Certificate Pinning
What is Certificate Pinning?
Certificate PinningA technique in which an application hard-codes an expected certificate or public key and refuses TLS connections that do not match, defeating rogue or compromised CAs.
Certificate pinning binds a specific TLS server to one or more cryptographic identities (a full leaf certificate, an intermediate, or a SubjectPublicKeyInfo hash) that the client trusts implicitly. During the handshake, the client compares the server's chain against the pinned values and aborts the connection on mismatch, even if the chain is signed by a publicly trusted CA. It is mainly used in mobile and desktop apps that talk to a fixed backend, where it blocks attackers who have obtained a fraudulent certificate. Drawbacks include brittle deployments, the need for backup pins, and the risk of locking out users on emergency key rotation, so modern guidance favours short-lived certs, certificate transparency, and DANE for many use cases.
● Examples
- 01
A banking app that pins the SHA-256 hash of its server's public key and rejects any other certificate.
- 02
A mobile API client that pins both the production and the rollover key as a backup.
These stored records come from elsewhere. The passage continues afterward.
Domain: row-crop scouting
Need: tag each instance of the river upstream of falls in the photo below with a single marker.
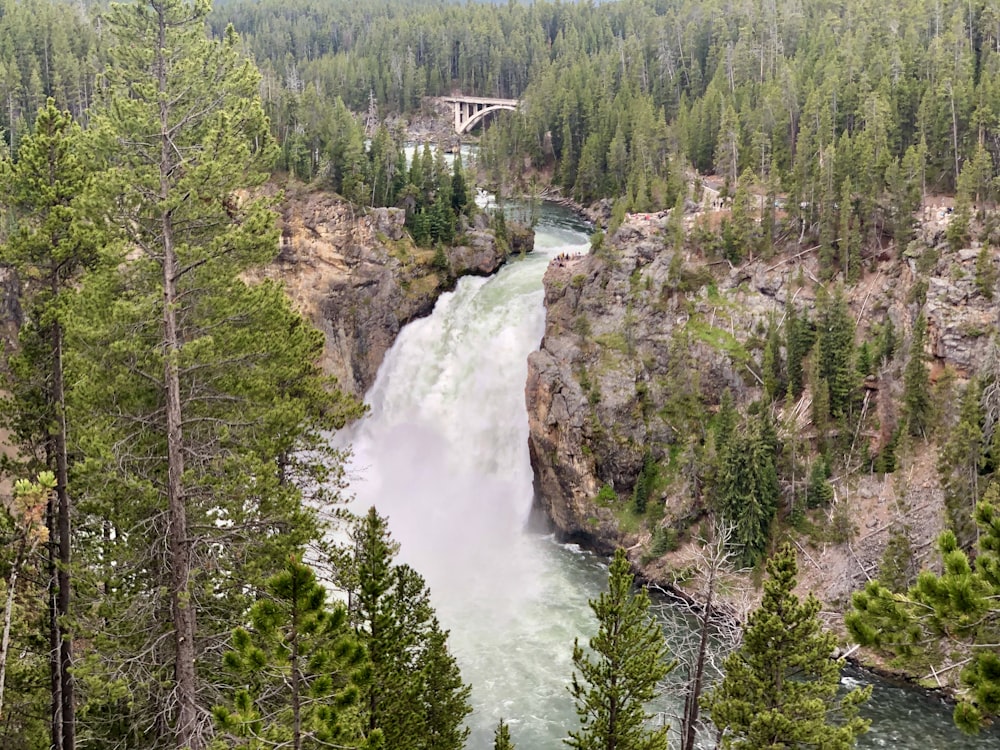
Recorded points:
(444, 455)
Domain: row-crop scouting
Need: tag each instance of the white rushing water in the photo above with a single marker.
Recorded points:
(444, 455)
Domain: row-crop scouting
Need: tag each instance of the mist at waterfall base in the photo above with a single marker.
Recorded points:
(444, 455)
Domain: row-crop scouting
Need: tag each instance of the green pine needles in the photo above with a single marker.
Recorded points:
(780, 688)
(617, 676)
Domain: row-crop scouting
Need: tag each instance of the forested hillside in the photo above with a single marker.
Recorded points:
(167, 419)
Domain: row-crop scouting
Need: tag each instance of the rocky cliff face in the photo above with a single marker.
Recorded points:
(640, 343)
(359, 278)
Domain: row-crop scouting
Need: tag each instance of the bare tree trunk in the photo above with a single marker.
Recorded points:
(296, 673)
(179, 548)
(55, 679)
(690, 722)
(66, 687)
(8, 614)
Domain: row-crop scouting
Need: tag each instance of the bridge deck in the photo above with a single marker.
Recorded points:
(481, 100)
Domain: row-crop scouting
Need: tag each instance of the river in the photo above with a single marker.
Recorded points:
(444, 454)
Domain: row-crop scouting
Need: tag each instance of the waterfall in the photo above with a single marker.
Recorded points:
(444, 455)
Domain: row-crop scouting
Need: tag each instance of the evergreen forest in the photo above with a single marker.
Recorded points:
(167, 573)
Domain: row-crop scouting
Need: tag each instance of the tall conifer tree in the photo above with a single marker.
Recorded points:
(780, 688)
(195, 389)
(52, 246)
(619, 673)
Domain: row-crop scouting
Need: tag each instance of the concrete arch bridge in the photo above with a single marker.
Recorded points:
(472, 110)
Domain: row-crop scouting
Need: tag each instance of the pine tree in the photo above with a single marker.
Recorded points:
(960, 465)
(835, 349)
(799, 339)
(501, 737)
(415, 696)
(747, 490)
(51, 249)
(299, 665)
(958, 606)
(459, 188)
(819, 492)
(780, 688)
(197, 394)
(618, 675)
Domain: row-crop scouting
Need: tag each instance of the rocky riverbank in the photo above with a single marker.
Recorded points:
(357, 275)
(641, 342)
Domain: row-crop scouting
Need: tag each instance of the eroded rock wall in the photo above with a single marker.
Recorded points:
(359, 278)
(640, 337)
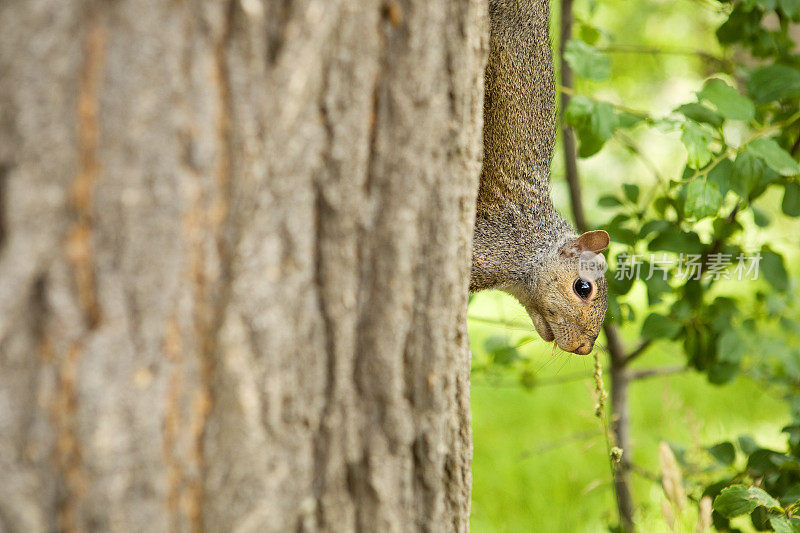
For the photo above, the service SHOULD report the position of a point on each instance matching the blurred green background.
(540, 456)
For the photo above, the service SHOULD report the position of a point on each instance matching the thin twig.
(638, 351)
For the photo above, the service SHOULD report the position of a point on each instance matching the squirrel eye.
(582, 288)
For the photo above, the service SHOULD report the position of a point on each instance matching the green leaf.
(759, 217)
(501, 352)
(696, 139)
(781, 524)
(676, 241)
(609, 201)
(773, 269)
(724, 452)
(586, 61)
(703, 199)
(589, 34)
(790, 8)
(701, 113)
(658, 326)
(721, 175)
(747, 444)
(730, 348)
(594, 123)
(776, 157)
(738, 500)
(727, 100)
(791, 199)
(746, 173)
(775, 82)
(628, 120)
(720, 372)
(631, 192)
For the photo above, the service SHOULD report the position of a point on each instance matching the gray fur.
(521, 244)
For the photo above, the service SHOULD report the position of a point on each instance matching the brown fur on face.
(557, 312)
(521, 244)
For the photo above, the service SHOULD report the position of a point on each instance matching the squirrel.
(521, 245)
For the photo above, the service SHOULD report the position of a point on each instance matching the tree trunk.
(234, 259)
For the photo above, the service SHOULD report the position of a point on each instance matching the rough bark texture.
(234, 258)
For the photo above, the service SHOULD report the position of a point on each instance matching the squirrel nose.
(584, 348)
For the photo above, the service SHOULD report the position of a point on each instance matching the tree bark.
(234, 259)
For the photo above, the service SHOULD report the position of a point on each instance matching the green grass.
(540, 460)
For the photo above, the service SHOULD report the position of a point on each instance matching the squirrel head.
(566, 293)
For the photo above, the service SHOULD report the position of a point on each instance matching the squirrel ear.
(592, 241)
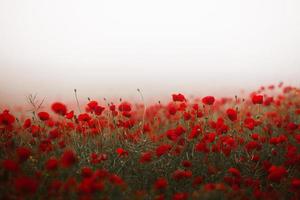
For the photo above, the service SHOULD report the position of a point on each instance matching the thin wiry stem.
(78, 106)
(144, 110)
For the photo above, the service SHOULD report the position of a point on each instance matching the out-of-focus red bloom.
(196, 130)
(26, 185)
(92, 105)
(163, 149)
(255, 136)
(276, 173)
(98, 110)
(86, 172)
(51, 164)
(23, 153)
(43, 116)
(84, 117)
(6, 118)
(257, 99)
(295, 184)
(178, 97)
(146, 157)
(59, 108)
(68, 158)
(232, 114)
(208, 100)
(172, 109)
(27, 123)
(160, 184)
(125, 106)
(121, 152)
(249, 123)
(70, 115)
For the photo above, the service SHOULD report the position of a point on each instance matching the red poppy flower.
(122, 152)
(125, 106)
(59, 108)
(27, 123)
(70, 115)
(178, 97)
(6, 118)
(257, 99)
(232, 114)
(43, 116)
(208, 100)
(84, 117)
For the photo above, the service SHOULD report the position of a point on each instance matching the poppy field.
(188, 148)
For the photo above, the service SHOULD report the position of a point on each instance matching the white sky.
(110, 48)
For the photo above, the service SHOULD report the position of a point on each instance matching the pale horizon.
(111, 48)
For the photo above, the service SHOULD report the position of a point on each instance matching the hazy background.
(110, 48)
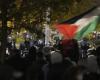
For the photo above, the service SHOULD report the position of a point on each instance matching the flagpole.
(47, 29)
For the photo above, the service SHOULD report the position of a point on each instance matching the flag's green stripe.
(87, 29)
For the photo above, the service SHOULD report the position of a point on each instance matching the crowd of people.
(61, 61)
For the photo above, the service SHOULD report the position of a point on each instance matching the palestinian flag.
(79, 26)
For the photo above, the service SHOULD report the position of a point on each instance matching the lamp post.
(47, 29)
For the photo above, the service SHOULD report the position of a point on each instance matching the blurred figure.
(74, 73)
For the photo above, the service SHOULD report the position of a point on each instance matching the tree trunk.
(4, 30)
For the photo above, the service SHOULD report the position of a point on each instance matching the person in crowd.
(71, 49)
(74, 73)
(6, 72)
(98, 55)
(84, 47)
(57, 66)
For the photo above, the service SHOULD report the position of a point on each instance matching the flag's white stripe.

● Frequently asked questions
What is Certificate Pinning?
A technique in which an application hard-codes an expected certificate or public key and refuses TLS connections that do not match, defeating rogue or compromised CAs. It belongs to the Network Security category of cybersecurity.
What does Certificate Pinning mean?
A technique in which an application hard-codes an expected certificate or public key and refuses TLS connections that do not match, defeating rogue or compromised CAs.
How do you defend against Certificate Pinning?
Defences for Certificate Pinning typically combine technical controls and operational practices, as detailed in the full definition above.
What are other names for Certificate Pinning?
Common alternative names include: TLS pinning, Public-key pinning.